Kabar tidak baik itu datang dari Banjarmasin, Kalimantan Selatan (Kalsel). Biaya program stunting yang dijalankan, diduga berasal dari pungutan liar ()(Pungli) 27 puskesmas yang melibatkan oknum Dinas Kesehatan Kota Banjarmasin.
Dengan dalih untuk program stunting, oknum Dinkes Kota Banjarmasin memungut dana dari 27 puskesmas. Setiap bulan, puskesmas itu harus setorkan dana antara Rp300.000 hingga Rp500.000. Dana disetorkan lewat Staf Dinkes Kota Banjarmasin, Sutrisno.
Kabar ini menjadi hangat dibahas, ketika tim dari BPK Perwakilan Kalimantan Selatan melakukan audit terkait pengumpulan dana dari ASN Dinkes Kota Banjarmasin setiap bulan.
Staf Dinkes Banjarmasin, Sutrisno yang namanya disebut-sebut sebagai kolektor duit pungli, buru-buru membantah. Dia memastikan tidak ada pungli, namun ada sumbangan ASN peduli stunting.
"Sifatnya sukarela mau menyumbang atau tidak sebenarnya tidak ada paksaan, dan kami tidak pernah menarget puskesmas harus berpartisipasi berapa, karena sifatnya sukarela," kata Sutrisno dalam keterangan tertulis, Rabu (13/3).
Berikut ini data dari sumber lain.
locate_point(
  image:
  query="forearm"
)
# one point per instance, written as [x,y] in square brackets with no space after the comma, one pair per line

Dia mengatakan, tidak ada kewajiban terkait sumbangan ASN peduli stunting ini. Sifatnya hanya himbauan dan dana yang terkumpul disetorkan ke Rekening BAAS (Bapak Asuh Anak stunting).
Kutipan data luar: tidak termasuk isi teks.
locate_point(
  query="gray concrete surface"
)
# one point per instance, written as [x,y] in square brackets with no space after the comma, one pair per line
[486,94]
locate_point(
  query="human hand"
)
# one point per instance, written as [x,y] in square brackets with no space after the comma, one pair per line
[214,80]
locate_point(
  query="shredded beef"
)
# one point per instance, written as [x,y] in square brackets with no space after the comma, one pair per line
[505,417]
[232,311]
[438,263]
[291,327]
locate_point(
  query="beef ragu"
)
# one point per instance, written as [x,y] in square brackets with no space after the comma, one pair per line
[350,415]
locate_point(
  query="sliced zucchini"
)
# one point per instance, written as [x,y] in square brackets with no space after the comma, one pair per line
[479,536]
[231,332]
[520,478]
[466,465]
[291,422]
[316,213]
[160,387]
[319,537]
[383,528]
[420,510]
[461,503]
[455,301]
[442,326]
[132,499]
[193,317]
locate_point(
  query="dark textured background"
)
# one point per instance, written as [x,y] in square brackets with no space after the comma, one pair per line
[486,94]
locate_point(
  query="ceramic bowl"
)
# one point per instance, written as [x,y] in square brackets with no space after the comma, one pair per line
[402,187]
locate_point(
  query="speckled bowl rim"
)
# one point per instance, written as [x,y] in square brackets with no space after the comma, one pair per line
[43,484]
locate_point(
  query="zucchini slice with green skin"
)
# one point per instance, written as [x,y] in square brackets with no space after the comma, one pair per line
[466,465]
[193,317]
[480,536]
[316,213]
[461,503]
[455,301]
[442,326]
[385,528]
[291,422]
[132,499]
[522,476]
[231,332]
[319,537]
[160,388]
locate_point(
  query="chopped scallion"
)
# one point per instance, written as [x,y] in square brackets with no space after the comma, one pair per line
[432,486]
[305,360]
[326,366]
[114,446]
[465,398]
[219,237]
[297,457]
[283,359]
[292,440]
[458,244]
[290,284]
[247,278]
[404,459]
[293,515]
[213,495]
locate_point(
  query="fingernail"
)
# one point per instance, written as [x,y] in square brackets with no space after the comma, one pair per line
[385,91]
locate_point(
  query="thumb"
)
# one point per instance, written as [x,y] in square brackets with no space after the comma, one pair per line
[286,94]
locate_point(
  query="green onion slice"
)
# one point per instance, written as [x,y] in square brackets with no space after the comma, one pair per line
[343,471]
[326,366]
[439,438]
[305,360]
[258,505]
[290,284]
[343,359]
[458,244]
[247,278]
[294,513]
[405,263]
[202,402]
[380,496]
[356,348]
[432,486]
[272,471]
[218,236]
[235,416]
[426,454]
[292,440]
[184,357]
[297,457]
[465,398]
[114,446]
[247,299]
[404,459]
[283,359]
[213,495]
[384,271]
"Untuk pengelolaan dana di Dinas Pengendalian Penduduk KB dan Pemberdayaan Masyarakat (DPPKBPM) Kota Banjarmasin," tuturnya.
Pada kesempatan terpisah, Kasi Intel Kejaksaan Negeri Banjarmasin, Dimas Purnama Putra terkait merebaknya kabar itu, mengingatkan jangan sampai ada ASN yang melakukan pungutan, tanpa dasar hukum yang jelas.
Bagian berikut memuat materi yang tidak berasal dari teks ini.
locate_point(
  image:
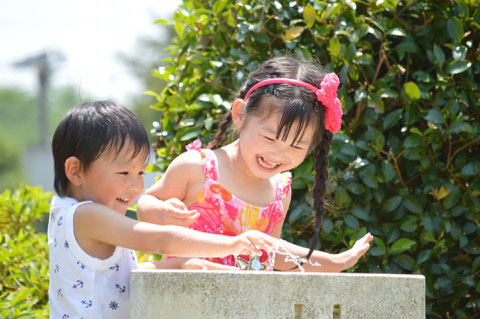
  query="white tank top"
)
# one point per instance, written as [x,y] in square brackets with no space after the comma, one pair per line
[82,286]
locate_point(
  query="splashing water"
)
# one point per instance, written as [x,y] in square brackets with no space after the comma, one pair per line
[297,260]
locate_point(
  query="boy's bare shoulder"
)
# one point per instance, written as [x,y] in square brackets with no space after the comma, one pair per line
[189,162]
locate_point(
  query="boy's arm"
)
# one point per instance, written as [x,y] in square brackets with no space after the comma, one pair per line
[328,262]
[96,226]
[185,263]
[163,202]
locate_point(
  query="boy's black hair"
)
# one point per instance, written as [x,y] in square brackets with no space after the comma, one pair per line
[296,105]
[91,128]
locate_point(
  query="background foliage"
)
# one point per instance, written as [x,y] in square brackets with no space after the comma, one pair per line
[404,167]
[23,254]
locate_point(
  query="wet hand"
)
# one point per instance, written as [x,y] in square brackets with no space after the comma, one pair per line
[176,213]
[201,264]
[253,241]
[360,247]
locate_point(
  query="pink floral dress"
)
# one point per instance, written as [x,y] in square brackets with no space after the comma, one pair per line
[223,213]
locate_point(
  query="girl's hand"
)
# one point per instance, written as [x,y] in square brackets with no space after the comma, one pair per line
[252,241]
[360,247]
[174,212]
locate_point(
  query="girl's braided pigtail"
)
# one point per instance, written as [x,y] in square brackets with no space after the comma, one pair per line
[320,157]
[221,132]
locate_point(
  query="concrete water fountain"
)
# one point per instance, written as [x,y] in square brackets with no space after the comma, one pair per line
[260,294]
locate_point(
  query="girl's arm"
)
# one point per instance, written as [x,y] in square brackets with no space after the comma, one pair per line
[98,228]
[163,202]
[328,262]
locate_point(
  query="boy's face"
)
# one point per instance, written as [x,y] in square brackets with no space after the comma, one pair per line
[114,181]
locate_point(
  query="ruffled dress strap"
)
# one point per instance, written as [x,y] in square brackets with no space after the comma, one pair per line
[208,160]
[284,181]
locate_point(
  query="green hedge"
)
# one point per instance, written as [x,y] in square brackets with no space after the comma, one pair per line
[406,163]
[23,254]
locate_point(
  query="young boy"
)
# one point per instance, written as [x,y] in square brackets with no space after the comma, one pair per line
[100,152]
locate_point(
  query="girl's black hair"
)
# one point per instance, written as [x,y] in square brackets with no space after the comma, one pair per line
[90,129]
[297,105]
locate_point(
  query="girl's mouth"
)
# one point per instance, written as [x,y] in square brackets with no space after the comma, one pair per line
[266,163]
[123,200]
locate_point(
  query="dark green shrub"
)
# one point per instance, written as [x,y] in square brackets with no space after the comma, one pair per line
[406,164]
[23,254]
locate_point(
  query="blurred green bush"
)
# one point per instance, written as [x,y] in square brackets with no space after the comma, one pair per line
[406,163]
[23,254]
Namun jika pungutan dilakukan ada dasar hukum serta tidak ada paksaan atau sukarela, menurutnya, tidak masalah.
"Jika sukarela misalkan acara kantor atau lainnya, sepanjang tidak memaksa dan ASN yang dimintai tak keberatan, ya bukan pungli. Intinya apakah ada paksaan atau tidak," pungkasnya.